One of the first Aboriginal people to attend university, Joe was a surveyor and then public servant with the Department of Aboriginal Affairs and the Aboriginal Development Commission in Canberra. He was a close ally of Indigenous leader Charles Perkins, a childhood friend from Bungalow.

Surveying the unknown kurnai

Surveying the unknown/Kurnai (1999) – Dad was a surveyor working on the Snowy Mountains Hydro-electric Scheme. It was in the late 1950s and Australia was welcoming migrants, not like the anti-refugee backlash we have now. Even though Dad was possibly the only Indigenous man working there, he said there was never any prejudice on the job. The work’s also a comment on how the Snowy Scheme altered the traditional landscape of the original First Nations and overlooked their presence in the region. Photo: Brenda L Croft


Croft recalls crying in Darwin’s National Archives of Australia when she found the original records documenting her father’s removal from his community in the Police Station Timber Creek Letterbook,1926–1928.

“It was dated July 1, 1927. My father was listed as Joe (quadroon), and his (half-caste) mother, Bessie. It was the most significant moment I’ve experienced in my research.”

There have been other unsettling moments.

The artist recounts stumbling upon archival photos of her grandmother that were part of a medical research expedition documenting diseases in Aboriginal communities.

“This was the era when Indigenous people were dehumanised and basically framed as remnants of a dying race – my grandmother was photographed because she had a condition called ‘boomerang legs’, which is like rickets,” she says.

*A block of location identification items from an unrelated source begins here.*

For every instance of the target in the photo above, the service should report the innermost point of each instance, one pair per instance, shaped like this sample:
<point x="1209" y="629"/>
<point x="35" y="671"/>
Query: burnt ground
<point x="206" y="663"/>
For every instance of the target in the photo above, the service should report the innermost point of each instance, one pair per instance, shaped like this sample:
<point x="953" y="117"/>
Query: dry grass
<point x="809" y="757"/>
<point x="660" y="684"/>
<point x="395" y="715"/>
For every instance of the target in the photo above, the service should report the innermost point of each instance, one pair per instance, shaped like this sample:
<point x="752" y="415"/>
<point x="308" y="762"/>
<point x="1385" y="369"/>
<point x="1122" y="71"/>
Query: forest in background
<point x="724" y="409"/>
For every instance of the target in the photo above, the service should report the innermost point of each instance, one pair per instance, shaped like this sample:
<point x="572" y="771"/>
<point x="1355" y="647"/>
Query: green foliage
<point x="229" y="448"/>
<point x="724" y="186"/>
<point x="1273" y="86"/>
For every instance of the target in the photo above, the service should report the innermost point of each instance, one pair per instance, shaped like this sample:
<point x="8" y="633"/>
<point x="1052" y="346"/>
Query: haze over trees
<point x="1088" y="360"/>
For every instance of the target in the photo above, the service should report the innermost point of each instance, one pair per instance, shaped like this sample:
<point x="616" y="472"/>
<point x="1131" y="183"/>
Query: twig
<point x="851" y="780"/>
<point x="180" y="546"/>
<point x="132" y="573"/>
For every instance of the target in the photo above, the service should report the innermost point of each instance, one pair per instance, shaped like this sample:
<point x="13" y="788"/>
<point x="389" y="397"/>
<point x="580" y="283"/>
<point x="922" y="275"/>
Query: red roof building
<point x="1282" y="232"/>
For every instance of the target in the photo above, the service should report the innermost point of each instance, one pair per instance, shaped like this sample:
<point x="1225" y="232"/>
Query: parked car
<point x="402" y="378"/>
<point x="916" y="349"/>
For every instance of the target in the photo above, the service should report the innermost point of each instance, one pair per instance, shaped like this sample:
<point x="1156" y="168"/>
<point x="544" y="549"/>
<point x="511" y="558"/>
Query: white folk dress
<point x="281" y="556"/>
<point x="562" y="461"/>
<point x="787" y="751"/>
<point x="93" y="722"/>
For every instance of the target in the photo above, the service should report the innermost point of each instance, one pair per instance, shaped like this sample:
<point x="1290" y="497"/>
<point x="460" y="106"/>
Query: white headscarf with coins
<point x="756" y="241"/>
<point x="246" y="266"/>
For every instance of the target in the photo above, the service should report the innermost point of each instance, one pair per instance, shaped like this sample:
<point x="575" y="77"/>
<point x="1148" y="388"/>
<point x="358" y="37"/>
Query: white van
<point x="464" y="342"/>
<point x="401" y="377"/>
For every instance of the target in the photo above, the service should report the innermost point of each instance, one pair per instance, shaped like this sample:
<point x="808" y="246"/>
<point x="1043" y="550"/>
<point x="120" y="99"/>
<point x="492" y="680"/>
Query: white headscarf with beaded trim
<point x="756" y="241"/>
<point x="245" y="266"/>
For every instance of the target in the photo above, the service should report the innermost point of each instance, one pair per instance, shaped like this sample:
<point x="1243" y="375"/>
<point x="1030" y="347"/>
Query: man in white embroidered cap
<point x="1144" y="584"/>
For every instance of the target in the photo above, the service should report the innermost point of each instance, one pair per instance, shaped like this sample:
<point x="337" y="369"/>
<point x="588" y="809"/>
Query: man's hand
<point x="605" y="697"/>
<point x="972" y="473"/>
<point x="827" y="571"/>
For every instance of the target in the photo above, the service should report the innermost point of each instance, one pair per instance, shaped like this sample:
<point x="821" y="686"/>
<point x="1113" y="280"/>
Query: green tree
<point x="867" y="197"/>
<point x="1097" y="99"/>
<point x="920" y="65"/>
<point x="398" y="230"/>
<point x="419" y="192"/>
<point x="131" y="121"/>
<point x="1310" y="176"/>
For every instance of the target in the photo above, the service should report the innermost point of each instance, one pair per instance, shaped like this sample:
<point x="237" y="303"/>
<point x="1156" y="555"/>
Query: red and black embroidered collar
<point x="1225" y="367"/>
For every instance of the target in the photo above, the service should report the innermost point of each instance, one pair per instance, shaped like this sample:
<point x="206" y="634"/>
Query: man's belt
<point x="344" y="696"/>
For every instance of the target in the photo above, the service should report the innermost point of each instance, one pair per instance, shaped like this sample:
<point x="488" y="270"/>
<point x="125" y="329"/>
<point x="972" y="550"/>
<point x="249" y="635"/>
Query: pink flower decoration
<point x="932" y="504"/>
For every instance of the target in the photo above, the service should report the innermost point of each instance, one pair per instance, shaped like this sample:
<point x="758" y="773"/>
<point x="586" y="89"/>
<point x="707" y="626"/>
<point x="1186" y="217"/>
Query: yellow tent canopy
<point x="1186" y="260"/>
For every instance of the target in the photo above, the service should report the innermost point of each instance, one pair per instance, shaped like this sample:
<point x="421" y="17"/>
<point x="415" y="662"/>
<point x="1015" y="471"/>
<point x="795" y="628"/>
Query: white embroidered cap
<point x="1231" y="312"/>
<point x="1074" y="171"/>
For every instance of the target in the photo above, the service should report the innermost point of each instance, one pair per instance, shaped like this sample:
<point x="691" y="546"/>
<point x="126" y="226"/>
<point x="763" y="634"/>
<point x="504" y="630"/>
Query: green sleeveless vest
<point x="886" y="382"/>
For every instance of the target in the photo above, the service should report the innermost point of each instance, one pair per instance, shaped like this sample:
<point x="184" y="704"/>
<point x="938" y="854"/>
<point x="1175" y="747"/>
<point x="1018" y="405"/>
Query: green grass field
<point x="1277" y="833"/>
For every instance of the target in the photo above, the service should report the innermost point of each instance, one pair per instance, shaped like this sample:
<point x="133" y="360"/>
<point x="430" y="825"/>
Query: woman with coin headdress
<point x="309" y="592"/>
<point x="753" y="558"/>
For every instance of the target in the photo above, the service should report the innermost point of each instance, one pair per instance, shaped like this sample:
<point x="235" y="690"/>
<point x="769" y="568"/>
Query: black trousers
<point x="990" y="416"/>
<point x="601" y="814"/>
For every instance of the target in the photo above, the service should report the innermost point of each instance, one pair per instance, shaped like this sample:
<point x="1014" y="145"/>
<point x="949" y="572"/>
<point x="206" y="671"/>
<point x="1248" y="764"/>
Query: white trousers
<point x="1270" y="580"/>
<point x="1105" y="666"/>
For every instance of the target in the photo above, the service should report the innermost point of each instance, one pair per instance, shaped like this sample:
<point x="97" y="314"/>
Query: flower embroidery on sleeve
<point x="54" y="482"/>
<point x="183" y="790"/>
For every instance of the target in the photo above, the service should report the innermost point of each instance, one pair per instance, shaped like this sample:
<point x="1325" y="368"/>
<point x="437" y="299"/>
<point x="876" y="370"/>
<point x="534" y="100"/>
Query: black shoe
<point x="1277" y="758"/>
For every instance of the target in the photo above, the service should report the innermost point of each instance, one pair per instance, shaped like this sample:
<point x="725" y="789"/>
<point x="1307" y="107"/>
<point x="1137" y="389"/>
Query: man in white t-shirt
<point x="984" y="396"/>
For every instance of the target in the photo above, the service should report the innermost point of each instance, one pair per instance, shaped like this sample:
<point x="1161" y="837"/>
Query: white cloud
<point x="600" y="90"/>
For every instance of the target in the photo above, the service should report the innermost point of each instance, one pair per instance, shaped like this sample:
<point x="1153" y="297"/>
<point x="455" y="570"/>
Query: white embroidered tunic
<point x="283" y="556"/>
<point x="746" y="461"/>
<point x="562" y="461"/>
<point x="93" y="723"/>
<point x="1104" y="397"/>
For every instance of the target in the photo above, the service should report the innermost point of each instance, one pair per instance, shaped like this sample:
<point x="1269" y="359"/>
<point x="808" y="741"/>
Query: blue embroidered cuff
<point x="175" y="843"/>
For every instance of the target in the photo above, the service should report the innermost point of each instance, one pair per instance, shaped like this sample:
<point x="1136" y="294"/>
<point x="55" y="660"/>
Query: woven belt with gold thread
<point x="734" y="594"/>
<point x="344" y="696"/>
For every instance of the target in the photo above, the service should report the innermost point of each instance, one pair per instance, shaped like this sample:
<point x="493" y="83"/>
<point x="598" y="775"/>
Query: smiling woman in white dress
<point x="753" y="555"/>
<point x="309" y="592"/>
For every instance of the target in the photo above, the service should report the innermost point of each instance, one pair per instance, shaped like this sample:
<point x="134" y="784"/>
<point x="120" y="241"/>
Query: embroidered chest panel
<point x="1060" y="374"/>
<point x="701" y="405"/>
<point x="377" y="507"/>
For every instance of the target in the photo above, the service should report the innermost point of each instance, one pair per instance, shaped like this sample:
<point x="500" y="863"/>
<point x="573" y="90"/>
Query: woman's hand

Croft will respond to these medical images using 19th century wet-plate/collodian processing for aspects of Solid/Shifting Ground.

“Indigenous history through an Indigenous research paradigm is often denied or denigrated so it’s very important to allow different ways of telling stories, in this case visually,” she says.

Analysis of a personal image

Analysis of personal image (2005) – The original photo was taken by a street photographer in Perth in 1967. Dad and I were on our way to the hospital to meet my new brother. I added the text from a questionnaire that came out the same year surveying public attitudes to Aboriginal people in Perth. It posed: Are Aboriginals ‘lazy’, ‘drunken’, ‘dirty and slovenly’? Do they ‘make good parents’? On occasion my father had been stopped in the street and asked for ID to prove I was his child because I was paler skinned than him. Photo: Brenda L Croft


Telling her family’s story also creates a lasting record for her nieces and nephew so “they know they are following in the footsteps of those who fought for equal rights for all of us”.

“I’ve discovered things during my research that have taken me on different tracks – that’s why the work is called what it is. At times I’ve felt like I’m in an earthquake and the ground, and what I thought I knew about my family, is literally shifting and changing underneath me.”

For Croft the final works, which will be staged in an exhibition in partnership with Karungkarni Art and Culture Aboriginal Corporation at the UNSW Galleries in 2017, are political as well as personal.

“This is part of a bigger, ongoing story, not just my family’s, but the history of this country and the ongoing impact of colonisation.

“Ultimately, I want to dispel the fear of difference that’s still so inherent in our society, as this is a shared history that affects all of us.”